Endoscopic balloon dilatation effective for stricturing CD

Endoscopic balloon dilatation allows most Crohn’s disease patients who develop strictures to avoid surgery, experience from Australian centres shows.

A retrospective audit of outcomes of 544 endoscopic balloon dilatation (EBD) procedures in 11 Australian and New Zealand centres found that technical success, defined as the ability to traverse the stricture following dilatation, was achieved in 83% of cases.

In findings presented at ECCO 2019 for 236 patients with stricturing CD (294 anastomotic and 245 de novo procedures), clinicians from Queensland showed that only 55 patients (23%)  required surgery following EBD.

The average time to surgery after EBD was 8 months, according to the data presented by Dr Emily Lim and colleagues from the Queen Elizabeth II Jubilee Hospital, Brisbane.

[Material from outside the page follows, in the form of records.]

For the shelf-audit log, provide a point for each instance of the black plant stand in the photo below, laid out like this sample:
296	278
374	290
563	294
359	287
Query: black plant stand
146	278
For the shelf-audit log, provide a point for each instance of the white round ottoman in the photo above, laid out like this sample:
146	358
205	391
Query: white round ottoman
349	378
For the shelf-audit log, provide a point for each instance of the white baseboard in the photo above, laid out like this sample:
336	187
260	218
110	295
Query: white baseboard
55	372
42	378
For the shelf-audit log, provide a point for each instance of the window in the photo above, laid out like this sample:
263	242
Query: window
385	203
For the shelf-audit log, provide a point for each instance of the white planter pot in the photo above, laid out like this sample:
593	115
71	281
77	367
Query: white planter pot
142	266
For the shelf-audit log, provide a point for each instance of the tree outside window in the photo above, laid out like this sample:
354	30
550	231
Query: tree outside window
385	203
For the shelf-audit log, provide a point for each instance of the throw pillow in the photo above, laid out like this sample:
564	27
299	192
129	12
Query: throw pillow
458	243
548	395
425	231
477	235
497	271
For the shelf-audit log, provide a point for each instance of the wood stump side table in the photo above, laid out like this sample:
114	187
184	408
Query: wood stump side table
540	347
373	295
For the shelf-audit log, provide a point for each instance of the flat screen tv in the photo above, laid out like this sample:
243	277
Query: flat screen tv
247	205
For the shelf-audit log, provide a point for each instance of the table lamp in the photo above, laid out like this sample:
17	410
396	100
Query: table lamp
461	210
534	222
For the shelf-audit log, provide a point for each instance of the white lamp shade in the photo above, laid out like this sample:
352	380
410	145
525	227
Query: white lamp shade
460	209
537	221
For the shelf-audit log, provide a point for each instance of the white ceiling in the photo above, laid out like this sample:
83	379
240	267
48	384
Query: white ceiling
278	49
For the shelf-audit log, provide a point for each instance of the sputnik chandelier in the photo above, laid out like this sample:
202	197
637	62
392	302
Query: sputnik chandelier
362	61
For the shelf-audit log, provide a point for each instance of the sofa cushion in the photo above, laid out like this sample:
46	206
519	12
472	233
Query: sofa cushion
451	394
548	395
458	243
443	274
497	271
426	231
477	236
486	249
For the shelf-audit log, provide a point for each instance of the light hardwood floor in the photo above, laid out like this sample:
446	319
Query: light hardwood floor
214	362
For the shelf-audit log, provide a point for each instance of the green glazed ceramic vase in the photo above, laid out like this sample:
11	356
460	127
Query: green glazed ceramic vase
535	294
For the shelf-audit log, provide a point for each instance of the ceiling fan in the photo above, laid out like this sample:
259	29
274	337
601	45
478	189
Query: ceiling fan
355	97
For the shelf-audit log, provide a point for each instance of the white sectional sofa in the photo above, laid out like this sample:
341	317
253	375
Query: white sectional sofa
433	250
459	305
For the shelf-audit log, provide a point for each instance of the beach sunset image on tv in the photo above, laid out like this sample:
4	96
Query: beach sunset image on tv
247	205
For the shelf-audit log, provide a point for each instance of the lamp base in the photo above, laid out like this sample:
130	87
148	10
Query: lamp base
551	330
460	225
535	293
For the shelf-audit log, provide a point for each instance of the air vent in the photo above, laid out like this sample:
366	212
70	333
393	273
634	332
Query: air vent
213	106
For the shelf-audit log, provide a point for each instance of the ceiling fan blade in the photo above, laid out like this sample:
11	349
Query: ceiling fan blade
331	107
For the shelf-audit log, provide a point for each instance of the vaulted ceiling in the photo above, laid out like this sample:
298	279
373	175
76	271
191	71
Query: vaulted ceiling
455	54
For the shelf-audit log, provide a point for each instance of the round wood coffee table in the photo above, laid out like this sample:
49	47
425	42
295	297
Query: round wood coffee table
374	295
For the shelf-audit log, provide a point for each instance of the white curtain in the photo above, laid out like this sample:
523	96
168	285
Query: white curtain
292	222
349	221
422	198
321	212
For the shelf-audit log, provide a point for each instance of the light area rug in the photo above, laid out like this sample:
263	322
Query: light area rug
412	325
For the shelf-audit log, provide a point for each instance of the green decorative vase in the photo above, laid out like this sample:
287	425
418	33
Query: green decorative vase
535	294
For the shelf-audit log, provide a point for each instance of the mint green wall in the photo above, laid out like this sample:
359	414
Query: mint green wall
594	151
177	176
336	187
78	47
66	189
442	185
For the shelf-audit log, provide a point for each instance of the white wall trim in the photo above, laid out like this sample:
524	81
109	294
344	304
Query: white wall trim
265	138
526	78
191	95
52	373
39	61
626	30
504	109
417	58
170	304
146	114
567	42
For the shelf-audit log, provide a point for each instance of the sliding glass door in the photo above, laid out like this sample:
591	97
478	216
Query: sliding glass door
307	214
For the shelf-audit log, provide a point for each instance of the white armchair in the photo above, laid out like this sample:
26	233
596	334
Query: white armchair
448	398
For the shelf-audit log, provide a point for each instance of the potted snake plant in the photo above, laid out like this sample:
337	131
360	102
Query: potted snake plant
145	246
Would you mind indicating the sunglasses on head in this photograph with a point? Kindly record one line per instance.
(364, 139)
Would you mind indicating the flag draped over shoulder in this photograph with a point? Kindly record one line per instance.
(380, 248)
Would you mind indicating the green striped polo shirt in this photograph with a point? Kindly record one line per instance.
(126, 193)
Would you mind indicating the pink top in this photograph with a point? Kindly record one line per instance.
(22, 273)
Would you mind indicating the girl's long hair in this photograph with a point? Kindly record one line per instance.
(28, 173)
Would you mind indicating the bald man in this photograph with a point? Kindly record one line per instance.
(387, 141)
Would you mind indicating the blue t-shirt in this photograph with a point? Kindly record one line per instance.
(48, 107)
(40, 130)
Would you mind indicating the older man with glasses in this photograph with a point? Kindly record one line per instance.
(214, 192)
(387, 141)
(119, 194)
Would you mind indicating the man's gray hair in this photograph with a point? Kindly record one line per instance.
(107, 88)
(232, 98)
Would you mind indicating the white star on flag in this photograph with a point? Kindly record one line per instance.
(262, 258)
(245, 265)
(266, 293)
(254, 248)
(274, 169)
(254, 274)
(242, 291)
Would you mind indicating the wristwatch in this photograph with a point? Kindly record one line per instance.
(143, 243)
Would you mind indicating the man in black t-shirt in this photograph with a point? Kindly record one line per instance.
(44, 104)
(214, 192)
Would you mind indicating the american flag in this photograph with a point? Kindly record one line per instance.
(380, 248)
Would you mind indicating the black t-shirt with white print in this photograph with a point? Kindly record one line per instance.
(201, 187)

The retrospective study also showed that long stricture length (>4cm), ileal involvement and active inflammation were risk factors for dilatation failure (Hazard Ratios of 7.5, 3.2 and 2.3 respectively).

The median age at the time of procedures was 46 years (vs median age at diagnosis of 25 years)  and the dilation diameter range was 8-20mm (median 15mm).

There were no major bleeding or mortality events and the only complications of EBD were perforation (3 cases) and two aspiration events.

“Among a large cohort of Crohn’s disease patients EBD is a safe procedure which can be used in stricturing CD with a high technical success rate,” they concluded.